The History Of Steam And Beauty
The Ancient Greeks and Romans of 6th century BC were the first to harness the beauty benefits of steam. Their methods were similar to those of face steaming; they would sit in hot, vaulted rooms filled with water before rinsing off in cold water, and covering themselves in aromatic oils. The Greek philosopher Homer wrote of several popular steam-based rituals, including hot-air baths and hot water tubs. His culture was obsessed with cleansing the body daily, as a way of paying homage to the Gods.
The Spartans invented the first vapor baths, which would inspire modern day steam rooms. They used many of the ingredients that we derive essential oils from, like juniper, bay laurel, fir, and pine. They also drank hot tea to enhance sweat production. Greek bathhouses served as social settings where locals would bathe, relax and talk all day. Because of their elevated status in ancient Greek society, the houses were elaborately adorned with colorful tiles and murals.

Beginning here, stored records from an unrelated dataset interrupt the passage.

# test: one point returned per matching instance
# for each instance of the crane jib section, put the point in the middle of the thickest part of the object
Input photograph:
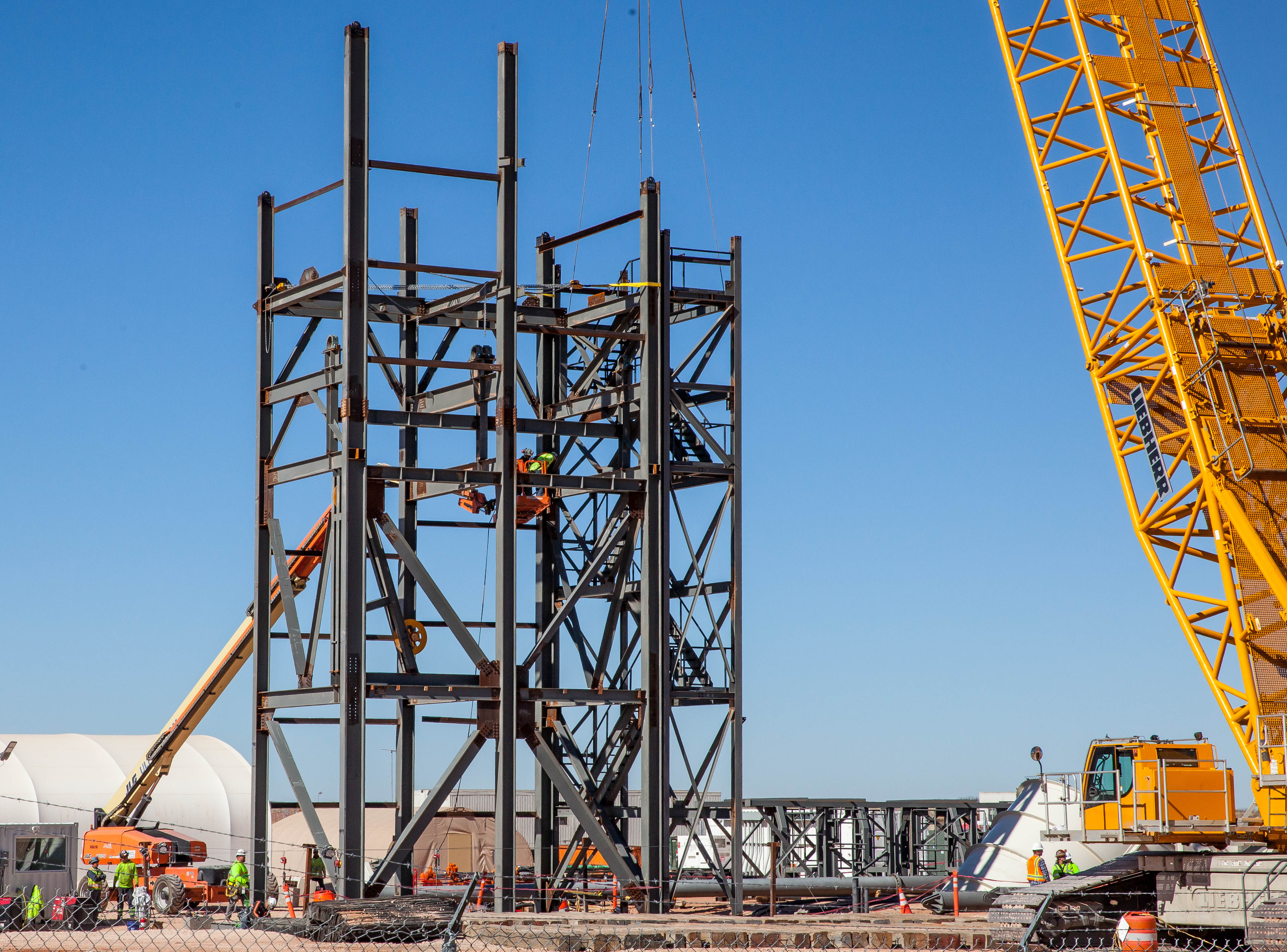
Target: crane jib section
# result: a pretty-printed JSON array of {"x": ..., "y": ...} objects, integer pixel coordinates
[{"x": 1179, "y": 303}]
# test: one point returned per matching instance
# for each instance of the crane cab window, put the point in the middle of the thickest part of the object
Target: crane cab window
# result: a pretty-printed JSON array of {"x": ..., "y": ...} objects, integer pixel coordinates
[
  {"x": 1101, "y": 783},
  {"x": 40, "y": 855},
  {"x": 1101, "y": 780},
  {"x": 1127, "y": 768}
]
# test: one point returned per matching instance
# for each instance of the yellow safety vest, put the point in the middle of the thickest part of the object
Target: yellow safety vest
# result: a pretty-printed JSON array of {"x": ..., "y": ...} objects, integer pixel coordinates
[{"x": 1038, "y": 870}]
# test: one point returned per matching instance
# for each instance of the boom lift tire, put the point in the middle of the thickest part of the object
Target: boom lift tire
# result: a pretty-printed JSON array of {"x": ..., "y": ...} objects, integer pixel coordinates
[{"x": 168, "y": 895}]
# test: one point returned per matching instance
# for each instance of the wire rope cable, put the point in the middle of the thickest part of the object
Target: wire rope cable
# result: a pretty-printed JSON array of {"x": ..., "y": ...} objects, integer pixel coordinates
[
  {"x": 652, "y": 119},
  {"x": 697, "y": 114},
  {"x": 594, "y": 112}
]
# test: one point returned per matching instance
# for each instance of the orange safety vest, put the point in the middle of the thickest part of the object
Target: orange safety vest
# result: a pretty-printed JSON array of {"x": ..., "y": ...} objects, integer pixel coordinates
[{"x": 1036, "y": 870}]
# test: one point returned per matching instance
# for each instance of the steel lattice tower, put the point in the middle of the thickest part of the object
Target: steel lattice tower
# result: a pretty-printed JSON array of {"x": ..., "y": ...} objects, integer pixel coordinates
[{"x": 637, "y": 524}]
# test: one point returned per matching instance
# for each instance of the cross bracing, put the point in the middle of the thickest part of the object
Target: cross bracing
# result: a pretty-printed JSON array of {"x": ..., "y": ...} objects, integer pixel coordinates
[
  {"x": 627, "y": 663},
  {"x": 1179, "y": 304}
]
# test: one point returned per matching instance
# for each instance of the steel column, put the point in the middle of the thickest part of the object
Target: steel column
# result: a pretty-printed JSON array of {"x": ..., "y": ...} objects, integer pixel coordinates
[
  {"x": 352, "y": 563},
  {"x": 735, "y": 749},
  {"x": 506, "y": 412},
  {"x": 263, "y": 582},
  {"x": 654, "y": 582},
  {"x": 408, "y": 347},
  {"x": 551, "y": 388}
]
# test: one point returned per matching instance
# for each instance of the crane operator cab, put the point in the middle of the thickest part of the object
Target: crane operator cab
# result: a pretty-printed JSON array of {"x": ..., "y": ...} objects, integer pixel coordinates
[{"x": 1156, "y": 792}]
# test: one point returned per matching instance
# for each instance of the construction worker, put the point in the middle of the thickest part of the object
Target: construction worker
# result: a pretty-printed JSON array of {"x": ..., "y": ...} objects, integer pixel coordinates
[
  {"x": 34, "y": 906},
  {"x": 124, "y": 883},
  {"x": 96, "y": 883},
  {"x": 1063, "y": 865},
  {"x": 533, "y": 464},
  {"x": 317, "y": 873},
  {"x": 239, "y": 883},
  {"x": 1038, "y": 871}
]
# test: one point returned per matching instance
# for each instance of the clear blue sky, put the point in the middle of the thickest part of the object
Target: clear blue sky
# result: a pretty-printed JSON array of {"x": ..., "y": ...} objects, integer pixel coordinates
[{"x": 940, "y": 568}]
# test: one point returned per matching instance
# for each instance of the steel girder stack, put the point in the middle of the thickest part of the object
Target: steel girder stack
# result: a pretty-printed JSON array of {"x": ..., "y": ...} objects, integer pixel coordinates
[
  {"x": 635, "y": 525},
  {"x": 1179, "y": 304}
]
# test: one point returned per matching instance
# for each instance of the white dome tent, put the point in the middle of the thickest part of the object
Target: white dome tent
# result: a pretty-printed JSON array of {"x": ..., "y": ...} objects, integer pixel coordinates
[{"x": 62, "y": 777}]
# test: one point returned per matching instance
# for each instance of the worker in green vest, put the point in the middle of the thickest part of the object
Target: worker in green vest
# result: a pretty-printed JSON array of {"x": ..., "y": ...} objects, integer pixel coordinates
[
  {"x": 239, "y": 883},
  {"x": 533, "y": 464},
  {"x": 1063, "y": 865},
  {"x": 34, "y": 906},
  {"x": 124, "y": 883},
  {"x": 318, "y": 873}
]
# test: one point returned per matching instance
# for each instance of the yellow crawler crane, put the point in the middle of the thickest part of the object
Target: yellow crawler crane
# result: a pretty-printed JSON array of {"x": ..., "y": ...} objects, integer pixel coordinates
[{"x": 1179, "y": 303}]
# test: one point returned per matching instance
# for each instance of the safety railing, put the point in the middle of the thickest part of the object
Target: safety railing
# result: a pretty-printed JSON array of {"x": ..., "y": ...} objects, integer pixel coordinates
[
  {"x": 1063, "y": 801},
  {"x": 1272, "y": 749}
]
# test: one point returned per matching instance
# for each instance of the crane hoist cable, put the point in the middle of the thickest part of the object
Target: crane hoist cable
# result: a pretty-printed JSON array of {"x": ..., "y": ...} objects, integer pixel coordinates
[
  {"x": 594, "y": 112},
  {"x": 697, "y": 114}
]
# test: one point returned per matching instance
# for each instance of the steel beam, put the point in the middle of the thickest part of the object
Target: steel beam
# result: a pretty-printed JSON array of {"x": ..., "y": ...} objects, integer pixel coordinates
[
  {"x": 263, "y": 608},
  {"x": 352, "y": 563},
  {"x": 408, "y": 447},
  {"x": 735, "y": 748},
  {"x": 656, "y": 568},
  {"x": 551, "y": 388},
  {"x": 506, "y": 454}
]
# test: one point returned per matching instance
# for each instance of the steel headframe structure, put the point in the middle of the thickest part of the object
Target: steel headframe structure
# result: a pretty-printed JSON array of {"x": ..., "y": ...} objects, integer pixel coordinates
[
  {"x": 1179, "y": 304},
  {"x": 634, "y": 504}
]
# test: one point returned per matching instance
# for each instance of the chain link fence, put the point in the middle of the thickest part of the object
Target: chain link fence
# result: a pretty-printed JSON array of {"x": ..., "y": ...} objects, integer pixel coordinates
[{"x": 1088, "y": 922}]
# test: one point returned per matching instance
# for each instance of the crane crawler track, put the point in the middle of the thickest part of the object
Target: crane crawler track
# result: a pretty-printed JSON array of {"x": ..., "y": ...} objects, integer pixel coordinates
[{"x": 1181, "y": 305}]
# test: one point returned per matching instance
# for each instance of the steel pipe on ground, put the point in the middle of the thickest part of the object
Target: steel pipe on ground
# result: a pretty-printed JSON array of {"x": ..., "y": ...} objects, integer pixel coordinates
[{"x": 797, "y": 887}]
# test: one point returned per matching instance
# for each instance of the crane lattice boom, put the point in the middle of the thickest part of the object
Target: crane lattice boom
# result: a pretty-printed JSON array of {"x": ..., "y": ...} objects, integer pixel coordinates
[{"x": 1179, "y": 303}]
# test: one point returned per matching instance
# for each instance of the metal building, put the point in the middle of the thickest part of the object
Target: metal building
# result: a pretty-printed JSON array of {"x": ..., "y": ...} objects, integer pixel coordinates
[{"x": 631, "y": 657}]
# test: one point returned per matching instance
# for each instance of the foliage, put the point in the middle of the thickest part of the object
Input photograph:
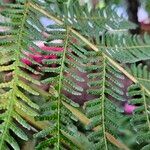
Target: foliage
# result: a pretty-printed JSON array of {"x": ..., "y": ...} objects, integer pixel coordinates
[{"x": 91, "y": 54}]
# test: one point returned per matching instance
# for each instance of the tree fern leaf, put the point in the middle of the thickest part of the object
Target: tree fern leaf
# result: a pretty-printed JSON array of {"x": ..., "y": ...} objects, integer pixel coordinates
[{"x": 141, "y": 114}]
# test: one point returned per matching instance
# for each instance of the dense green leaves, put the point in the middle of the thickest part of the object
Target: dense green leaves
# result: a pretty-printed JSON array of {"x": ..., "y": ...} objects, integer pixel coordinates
[{"x": 70, "y": 70}]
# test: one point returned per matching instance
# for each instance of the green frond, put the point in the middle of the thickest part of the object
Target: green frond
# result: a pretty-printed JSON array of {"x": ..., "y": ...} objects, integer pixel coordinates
[
  {"x": 15, "y": 95},
  {"x": 141, "y": 118},
  {"x": 141, "y": 73},
  {"x": 104, "y": 83}
]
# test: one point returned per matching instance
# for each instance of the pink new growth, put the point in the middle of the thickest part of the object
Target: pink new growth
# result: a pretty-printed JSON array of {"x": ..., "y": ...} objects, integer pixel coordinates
[
  {"x": 128, "y": 109},
  {"x": 37, "y": 56}
]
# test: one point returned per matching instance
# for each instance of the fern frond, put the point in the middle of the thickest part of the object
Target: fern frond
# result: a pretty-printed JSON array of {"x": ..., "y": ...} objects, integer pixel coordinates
[
  {"x": 141, "y": 73},
  {"x": 141, "y": 118},
  {"x": 15, "y": 96},
  {"x": 104, "y": 83},
  {"x": 64, "y": 77}
]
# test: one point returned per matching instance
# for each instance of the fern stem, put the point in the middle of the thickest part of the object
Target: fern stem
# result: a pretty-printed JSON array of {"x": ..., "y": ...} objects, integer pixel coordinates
[
  {"x": 95, "y": 48},
  {"x": 103, "y": 102},
  {"x": 15, "y": 78},
  {"x": 60, "y": 83},
  {"x": 145, "y": 107}
]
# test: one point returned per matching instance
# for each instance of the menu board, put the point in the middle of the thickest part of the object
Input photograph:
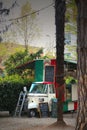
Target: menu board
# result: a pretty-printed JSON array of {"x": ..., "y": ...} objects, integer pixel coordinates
[
  {"x": 44, "y": 109},
  {"x": 49, "y": 73}
]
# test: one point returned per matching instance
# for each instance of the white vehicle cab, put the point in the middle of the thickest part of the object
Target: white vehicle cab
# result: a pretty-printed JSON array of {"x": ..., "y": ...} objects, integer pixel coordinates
[{"x": 40, "y": 92}]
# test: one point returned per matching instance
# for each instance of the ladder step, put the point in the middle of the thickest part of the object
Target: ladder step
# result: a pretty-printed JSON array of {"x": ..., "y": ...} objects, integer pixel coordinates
[{"x": 20, "y": 104}]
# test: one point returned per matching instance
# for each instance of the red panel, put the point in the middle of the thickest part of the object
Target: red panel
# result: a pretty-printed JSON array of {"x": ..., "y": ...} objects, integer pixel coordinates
[
  {"x": 53, "y": 62},
  {"x": 75, "y": 105}
]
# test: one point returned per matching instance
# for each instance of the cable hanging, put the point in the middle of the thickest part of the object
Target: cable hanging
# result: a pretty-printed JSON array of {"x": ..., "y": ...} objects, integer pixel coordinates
[{"x": 29, "y": 13}]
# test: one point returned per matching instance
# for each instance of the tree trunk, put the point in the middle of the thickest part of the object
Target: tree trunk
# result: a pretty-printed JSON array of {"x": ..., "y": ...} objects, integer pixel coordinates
[
  {"x": 82, "y": 64},
  {"x": 60, "y": 19}
]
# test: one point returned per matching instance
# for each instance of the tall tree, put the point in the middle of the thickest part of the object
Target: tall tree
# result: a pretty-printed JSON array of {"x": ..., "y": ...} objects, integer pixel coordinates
[
  {"x": 60, "y": 19},
  {"x": 82, "y": 64},
  {"x": 26, "y": 25}
]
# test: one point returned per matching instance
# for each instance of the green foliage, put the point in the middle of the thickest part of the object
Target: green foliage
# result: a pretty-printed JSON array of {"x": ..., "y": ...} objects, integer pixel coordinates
[
  {"x": 10, "y": 87},
  {"x": 71, "y": 16},
  {"x": 19, "y": 58}
]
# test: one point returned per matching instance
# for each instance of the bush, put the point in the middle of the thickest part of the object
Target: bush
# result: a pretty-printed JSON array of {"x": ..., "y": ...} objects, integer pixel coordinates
[{"x": 10, "y": 87}]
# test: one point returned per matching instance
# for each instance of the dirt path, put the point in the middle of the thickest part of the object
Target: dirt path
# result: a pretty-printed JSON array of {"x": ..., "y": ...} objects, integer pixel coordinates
[{"x": 25, "y": 123}]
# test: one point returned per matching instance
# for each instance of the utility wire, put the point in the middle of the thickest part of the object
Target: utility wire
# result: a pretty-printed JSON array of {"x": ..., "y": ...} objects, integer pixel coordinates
[{"x": 29, "y": 13}]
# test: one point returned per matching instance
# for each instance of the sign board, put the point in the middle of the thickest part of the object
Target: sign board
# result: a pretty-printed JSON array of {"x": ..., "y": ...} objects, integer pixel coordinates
[
  {"x": 49, "y": 73},
  {"x": 44, "y": 109}
]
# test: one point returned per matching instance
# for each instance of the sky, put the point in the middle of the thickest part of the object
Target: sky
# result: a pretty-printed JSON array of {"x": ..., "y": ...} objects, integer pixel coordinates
[{"x": 45, "y": 20}]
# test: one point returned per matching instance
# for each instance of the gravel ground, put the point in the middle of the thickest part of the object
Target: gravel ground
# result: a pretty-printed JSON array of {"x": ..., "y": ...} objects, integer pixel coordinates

In 300 CE, the Romans built the Baths of Diocletian, the largest bath house in the world. The baths spanned 1.5 million square feet and accommodated 3,000 to 6,000 bathers. The Baths of Diocletian flaunted some of Rome’s more advanced technologies, like aqueducts that filled the baths with water, hypocausts that channeled the hot air and smoke from the furnace through hollow chambers below the bathhouse floors, and vaulted ceilings that supported the heavy roofs necessary to insulate the rooms and trap the steam.